Mulher de 55 anos apresentando dor no quadrante inferior esquerdo há 2 dias. Refere dor constante na região, porém com piora no período. Nega náusea e vômito e mantém aceitação adequada da dieta. Relata apenas um episódio febril e duas evacuações diarreicas. Não conta outras doenças prévias. No exame tem dor à palpação da fossa ilíaca esquerda, sem sinais de peritonite. O exame de imagem revelou divertículos colônicos e discreto borramento pericolônico, sem sinais de coleção.
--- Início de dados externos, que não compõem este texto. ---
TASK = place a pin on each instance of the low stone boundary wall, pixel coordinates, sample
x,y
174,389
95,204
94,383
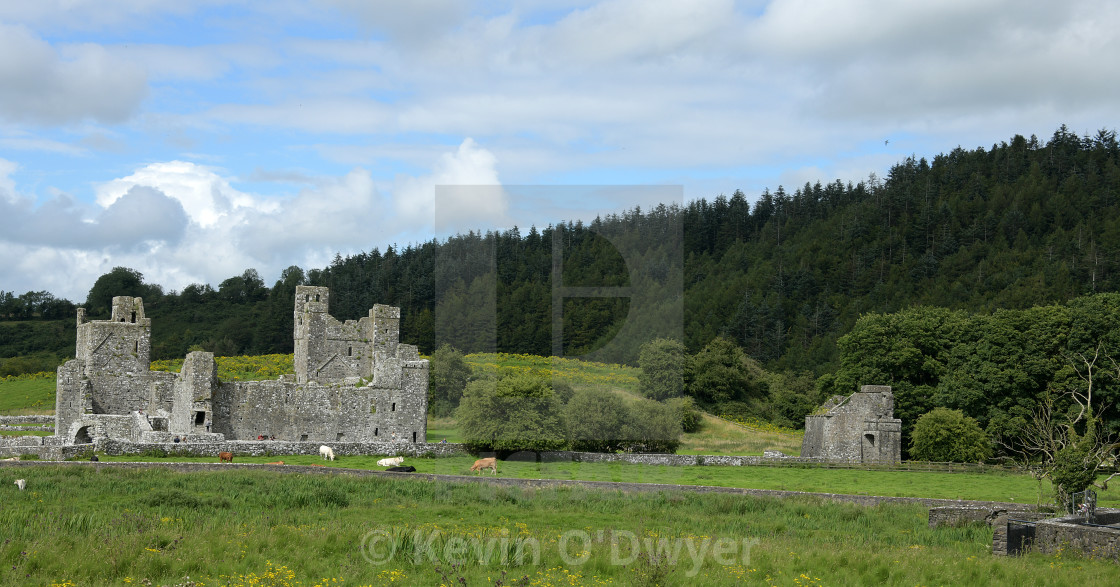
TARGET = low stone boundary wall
x,y
953,516
1047,534
279,448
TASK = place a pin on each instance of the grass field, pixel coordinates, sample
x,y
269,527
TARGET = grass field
x,y
75,525
27,394
988,486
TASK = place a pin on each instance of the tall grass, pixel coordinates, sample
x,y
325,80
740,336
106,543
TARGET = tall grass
x,y
27,394
83,527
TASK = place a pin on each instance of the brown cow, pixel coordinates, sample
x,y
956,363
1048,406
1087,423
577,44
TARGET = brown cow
x,y
485,463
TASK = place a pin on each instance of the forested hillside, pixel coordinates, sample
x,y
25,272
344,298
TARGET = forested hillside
x,y
1023,223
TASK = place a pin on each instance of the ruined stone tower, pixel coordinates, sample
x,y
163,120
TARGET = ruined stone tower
x,y
353,382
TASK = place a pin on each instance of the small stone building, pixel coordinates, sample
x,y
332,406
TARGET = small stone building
x,y
354,382
860,427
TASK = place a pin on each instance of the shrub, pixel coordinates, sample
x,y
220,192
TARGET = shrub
x,y
562,390
652,427
688,412
449,374
945,435
718,374
595,419
1073,471
662,362
516,412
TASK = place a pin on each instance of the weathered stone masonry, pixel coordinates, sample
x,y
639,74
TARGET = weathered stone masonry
x,y
354,382
860,427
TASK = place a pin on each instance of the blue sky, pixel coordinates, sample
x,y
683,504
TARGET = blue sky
x,y
192,140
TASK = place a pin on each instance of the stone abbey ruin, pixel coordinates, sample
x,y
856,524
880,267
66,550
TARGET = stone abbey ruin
x,y
860,427
354,382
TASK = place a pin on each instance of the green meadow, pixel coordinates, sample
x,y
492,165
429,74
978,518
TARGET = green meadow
x,y
77,525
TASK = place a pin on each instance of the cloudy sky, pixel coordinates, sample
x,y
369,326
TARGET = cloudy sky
x,y
194,139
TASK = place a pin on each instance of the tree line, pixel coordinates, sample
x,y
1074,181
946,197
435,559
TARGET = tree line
x,y
1019,224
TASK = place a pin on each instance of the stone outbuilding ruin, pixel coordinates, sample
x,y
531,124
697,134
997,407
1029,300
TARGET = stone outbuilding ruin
x,y
354,382
858,428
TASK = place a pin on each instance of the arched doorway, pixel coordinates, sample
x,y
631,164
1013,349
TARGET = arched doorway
x,y
82,437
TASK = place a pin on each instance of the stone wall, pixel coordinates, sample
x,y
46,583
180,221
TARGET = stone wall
x,y
280,448
953,516
861,427
1069,534
1020,531
354,382
26,420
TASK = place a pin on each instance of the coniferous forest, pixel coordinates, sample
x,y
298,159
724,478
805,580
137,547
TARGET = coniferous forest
x,y
784,275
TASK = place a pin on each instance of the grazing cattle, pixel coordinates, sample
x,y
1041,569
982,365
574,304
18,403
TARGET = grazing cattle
x,y
485,463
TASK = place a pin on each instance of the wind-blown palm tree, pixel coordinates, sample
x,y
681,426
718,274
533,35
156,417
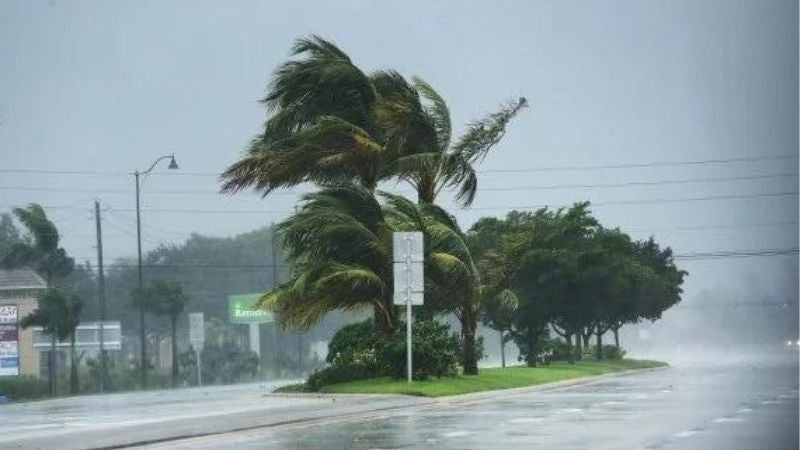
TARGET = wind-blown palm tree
x,y
40,252
329,122
166,298
58,314
435,164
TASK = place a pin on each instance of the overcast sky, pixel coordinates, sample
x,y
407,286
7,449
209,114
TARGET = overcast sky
x,y
110,86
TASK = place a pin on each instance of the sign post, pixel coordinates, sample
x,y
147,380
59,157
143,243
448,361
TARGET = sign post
x,y
243,309
409,281
197,336
9,340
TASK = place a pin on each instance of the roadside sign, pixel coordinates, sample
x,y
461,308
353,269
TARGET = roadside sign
x,y
9,340
408,252
242,309
197,333
408,246
87,335
409,281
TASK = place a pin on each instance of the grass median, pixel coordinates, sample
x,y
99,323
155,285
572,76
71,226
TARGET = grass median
x,y
489,379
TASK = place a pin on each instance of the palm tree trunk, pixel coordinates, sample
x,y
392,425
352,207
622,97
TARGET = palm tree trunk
x,y
73,367
571,351
502,350
469,326
599,343
51,363
174,352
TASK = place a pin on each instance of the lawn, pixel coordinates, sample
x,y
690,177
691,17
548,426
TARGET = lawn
x,y
487,380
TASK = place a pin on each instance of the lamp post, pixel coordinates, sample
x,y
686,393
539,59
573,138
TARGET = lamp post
x,y
142,335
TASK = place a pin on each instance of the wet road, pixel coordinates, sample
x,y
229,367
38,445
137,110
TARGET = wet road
x,y
733,405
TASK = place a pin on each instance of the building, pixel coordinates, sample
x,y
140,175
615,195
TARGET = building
x,y
19,290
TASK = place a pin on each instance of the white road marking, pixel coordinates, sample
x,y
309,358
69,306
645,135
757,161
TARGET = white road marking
x,y
728,419
686,433
527,419
458,433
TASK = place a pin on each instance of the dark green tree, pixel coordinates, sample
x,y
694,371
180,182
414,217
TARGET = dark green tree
x,y
166,298
58,314
39,251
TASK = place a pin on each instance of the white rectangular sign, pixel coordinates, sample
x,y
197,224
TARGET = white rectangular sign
x,y
408,246
197,332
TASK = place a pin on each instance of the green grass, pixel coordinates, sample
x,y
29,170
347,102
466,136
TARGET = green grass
x,y
487,380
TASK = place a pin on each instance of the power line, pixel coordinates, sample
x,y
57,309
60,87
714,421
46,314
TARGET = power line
x,y
478,208
736,254
722,254
641,165
487,188
638,202
509,170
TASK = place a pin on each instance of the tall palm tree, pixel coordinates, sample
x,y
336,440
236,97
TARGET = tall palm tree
x,y
40,252
166,298
58,314
329,122
339,245
431,165
452,281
Sobre o tratamento a ser proposto, assinale a correta:

Alternativas

  1. A) Deve iniciar sintomáticos, apenas, e ser reavaliada em 48 horas.
  2. B) Está indicada a internação e antibióticos endovenosos nas primeiras 24 horas.
  3. C) Retossigmoidectomia laparoscópica deve ser programada nas próximas horas.
  4. D) Drenagem guiada por imagem é a escolha menos invasiva e indicada para o caso.
  5. E) Cirurgia de Hartmann é superior aos demais tratamentos no caso descrito.

Pérola Clínica

Diverticulite aguda não complicada (Hinchey Ia) sem peritonite → tratamento ambulatorial com sintomáticos.

Resumo-Chave

Em casos de diverticulite aguda não complicada, sem sinais de peritonite ou coleção, e com boa aceitação de dieta, o tratamento inicial pode ser ambulatorial com sintomáticos. A reavaliação em 48 horas é crucial para monitorar a evolução e garantir que não haja progressão da doença.

Contexto Educacional

A diverticulite aguda é uma condição comum, resultante da inflamação ou infecção de um divertículo colônico. Sua incidência aumenta com a idade, sendo mais prevalente em países ocidentais. É crucial para residentes compreenderem a apresentação clínica e a estratificação de risco para um manejo adequado, evitando intervenções desnecessárias ou tardias. A fisiopatologia envolve a obstrução de um divertículo por fecalito, levando à inflamação e microperfuração. O diagnóstico é primariamente clínico, com dor no quadrante inferior esquerdo, febre e alteração do hábito intestinal. A tomografia computadorizada é essencial para confirmar o diagnóstico e classificar a gravidade, diferenciando casos complicados de não complicados. A ausência de sinais de peritonite e coleção é fundamental para definir a conduta. O tratamento varia conforme a gravidade. Casos não complicados, como o descrito, podem ser manejados ambulatorialmente com repouso intestinal (dieta líquida ou branda), analgésicos e, em alguns casos, antibióticos orais, embora estudos recentes questionem a necessidade rotineira de antibióticos em casos leves. A cirurgia é reservada para complicações como perfuração, fístula ou abscesso não drenável, ou para casos refratários. O prognóstico é geralmente bom para casos não complicados, mas a recorrência é possível.

Perguntas Frequentes

Quais são os critérios para o tratamento ambulatorial da diverticulite aguda?

O tratamento ambulatorial é indicado para pacientes com diverticulite aguda não complicada (Hinchey Ia), sem sinais de peritonite, coleção ou abscesso, que toleram dieta oral e não apresentam comorbidades significativas ou imunossupressão. A febre baixa e diarreia podem estar presentes, mas a ausência de sinais de sepse grave é fundamental.

Quando a internação e antibióticos são indicados na diverticulite aguda?

A internação e antibióticos são indicados para diverticulite complicada (abscesso, fístula, perfuração), pacientes com sinais de sepse, imunossupressão, comorbidades graves, intolerância oral, ou falha do tratamento ambulatorial. A presença de coleção maior que 3-4 cm geralmente requer drenagem.

Qual o papel da tomografia computadorizada no diagnóstico da diverticulite?

A tomografia computadorizada é o exame de imagem de escolha para confirmar o diagnóstico de diverticulite aguda, avaliar a extensão da inflamação, identificar complicações como abscessos ou perfurações, e guiar a classificação da doença, auxiliando na decisão terapêutica.